# Liquid Sodium Chloride / salt brine



## grassguy123 (Jan 4, 2010)

Im not sure which its called or what is the difference but i read the spray liquid salt brine is more efficient that spreading bulk salt in parking lots. I do have 2 375 gallon water tanks to store the liquid in my truck but the question is:

How much liquid will I go through on 1 application of salt?

I read in a post that you should spray 75 gallons per 1 acre parking lot. I have 15 parking lots that total about 14 acres. That means i would need 1050 gallons per application. That just seems like a whole lot to me. Thats 8000 lbs in my truck when normally 4000lbs of rock salt is plenty.

Is 75 gallons per acre accurate?


----------



## leon (Nov 18, 2008)

*deicing*

You need a saline refractometer 
to assure you have a twenty three percent brine
solution.

the coverage issue is one of nozzle selection assuring you have the right 
type of nozzles and the proper boom size.


----------



## grassguy123 (Jan 4, 2010)

so what if i had the right nozzle and right mixure. how many gallons should i spray per acre?


----------



## Kubota 8540 (Sep 25, 2009)

grassguy123;1313106 said:


> so what if i had the right nozzle and right mixure. how many gallons should i spray per acre?


75 gallons would be average. Sometimes more sometimes less. 14 acre = 1,050 gallon average. 1,050 gallon salt brine x 10.66 pounds per gallon =11,193 pounds of salt brine.

11,193 pounds of salt brine at approx .10 / gallon = $105 Figuring salt at $80/ton you would need approx 5 ton to treat 14 acres at a cost of $400

Numbers are approx and rounded for ease of calculating.

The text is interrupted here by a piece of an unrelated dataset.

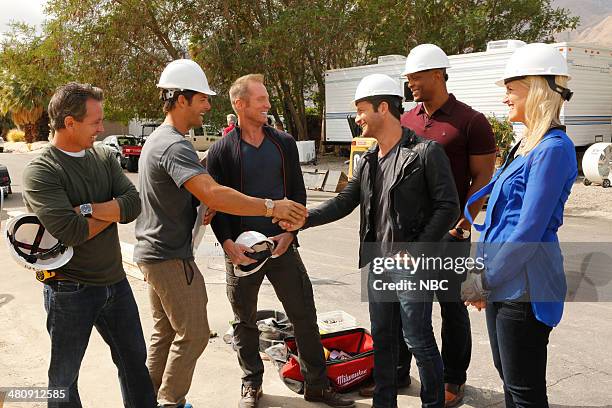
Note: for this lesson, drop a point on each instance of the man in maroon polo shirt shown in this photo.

I spray a 90/10 mix of salt brine / calcium chloride. I like how it reacts better.


----------



## Plow man Foster (Dec 10, 2010)

There are also times you are going to spray less or spray more. But to be honest with you New operators fall into that category or spraying too much or not spraying enough. But this all depends on your setup. 

a buddy of mine gave me his numbers of how much brine he went through in one season, how many times they went out, and all the locations they sprayed. And We found out his guys Must of been putting out over 300 gallons at one gas station that should of been no more that 150 TOPS! 

So what it comes down to is how experienced you are and how clean you can get the pavement with your plow.


----------